We saw several new operating systems for the first time in 2011. Some were for fully fledged computers. Others were meant for mobile devices like smartphones and tablets. And not all of them were available on the market by the end of the year.
On the computer side of the market, we saw Apple's Mac OS X Lion hit virtual shelves. Apple made the decision to sell its new OS through the Mac App Store as a digital download. Some incompatibility issues with older software kept some users from adopting the new OS for a few months.
Microsoft unveiled a developer build of the next version of Windows, which the company called Windows 8. The OS sported a new user interface (UI) called Metro that resembled what you would find on a mobile device. The company revealed that Windows 8 will be optimized for touch-screen interfaces, though you can still navigate it using the traditional keyboard and mouse combination.
Linux fans got to play with two new builds of Ubuntu over 2011. The first was called Natty Narwhal and the second was Oneiric Ocelot.
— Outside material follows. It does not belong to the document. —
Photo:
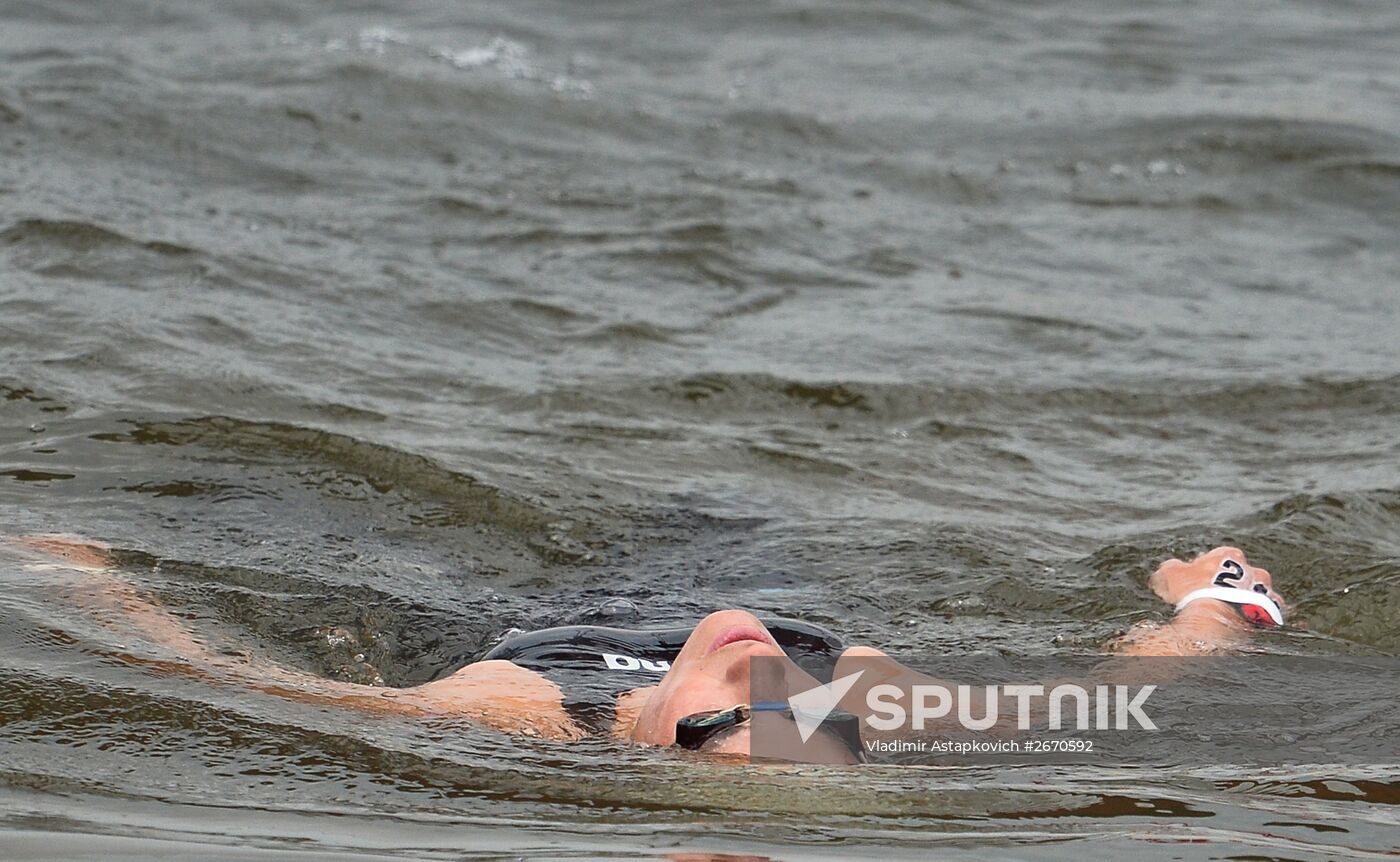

And Google devotees finally got their hands on the Google Chrome OS, an operating system that offloads most applications to the cloud.
Mobile operating systems that debuted in 2011 included Apple's iOS 5, an early look at Android Ice Cream and the Playbook's OS developed by QNX. Paired with HP's announcement that webOS will move to the open-source community, this news means that there's more competition than ever before in the operating system market.